I have ~80 000 urls and I'd like to get response statuse codes for them. Note, that I'd like to get it as fast as possible. I've tried HEAD
and GET
requests using requests
python battery, but it's too slow for my goal. According to my calculations it shall take > 10 hours. It's sad.
Another approach I've found is using tornado
. I've tested it (please, take a look at the code) on 500 urls. It made his work fast, but (!) a huge amount of response codes are 599. It's strange, then I've checked urls which map to 599 code through a browser (simple GET
request) and made sure that url is pretty fine.

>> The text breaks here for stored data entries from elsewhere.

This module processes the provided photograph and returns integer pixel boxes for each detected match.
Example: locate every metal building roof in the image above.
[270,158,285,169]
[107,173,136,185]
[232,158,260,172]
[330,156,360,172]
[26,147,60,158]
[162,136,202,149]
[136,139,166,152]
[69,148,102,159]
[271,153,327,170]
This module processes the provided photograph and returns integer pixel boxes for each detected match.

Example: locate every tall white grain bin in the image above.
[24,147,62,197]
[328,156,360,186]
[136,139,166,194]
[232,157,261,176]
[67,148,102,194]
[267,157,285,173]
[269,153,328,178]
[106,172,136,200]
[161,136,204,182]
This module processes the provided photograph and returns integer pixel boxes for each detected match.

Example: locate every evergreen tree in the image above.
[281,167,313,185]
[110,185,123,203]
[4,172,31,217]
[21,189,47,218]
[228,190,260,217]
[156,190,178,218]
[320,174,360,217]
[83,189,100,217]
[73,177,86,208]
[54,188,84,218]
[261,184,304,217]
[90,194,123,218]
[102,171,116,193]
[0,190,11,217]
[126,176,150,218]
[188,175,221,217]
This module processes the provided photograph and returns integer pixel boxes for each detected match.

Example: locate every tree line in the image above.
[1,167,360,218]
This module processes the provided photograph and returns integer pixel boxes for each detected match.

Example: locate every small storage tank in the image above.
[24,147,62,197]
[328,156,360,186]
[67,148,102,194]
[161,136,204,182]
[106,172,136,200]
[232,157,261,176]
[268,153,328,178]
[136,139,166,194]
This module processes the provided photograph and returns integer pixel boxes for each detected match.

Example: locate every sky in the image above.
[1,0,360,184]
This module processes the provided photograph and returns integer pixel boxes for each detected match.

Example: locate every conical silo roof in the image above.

How to solve this problem?
from urlparse import urlparse
from threading import Thread
import httplib, sys
from Queue import Queue
from tornado import ioloop, httpclient, gen
import tornado
from time import sleep
i = 0
good = 0
def handle_request(response):
global good
if response.code != 200:
print response.code, response.reason, response.request.url
else:
good += 1
print 'KKKKKKKKKKK: ', good, '[%s]' % response.request.url
global i
i -= 1
if i == 0 or i < 0:
ioloop.IOLoop.instance().stop()
http_client = httpclient.AsyncHTTPClient()
lis = []
for url in open('urls'):
lis.append(url.strip())
specific_domain = '...'
for l in lis[:500]:
i += 1
method = 'GET' if specific_domain in l else 'HEAD'
req = tornado.httpclient.HTTPRequest(l, method=method, request_timeout=30.0)
http_client.fetch(req, handle_request)
ioloop.IOLoop.instance().start()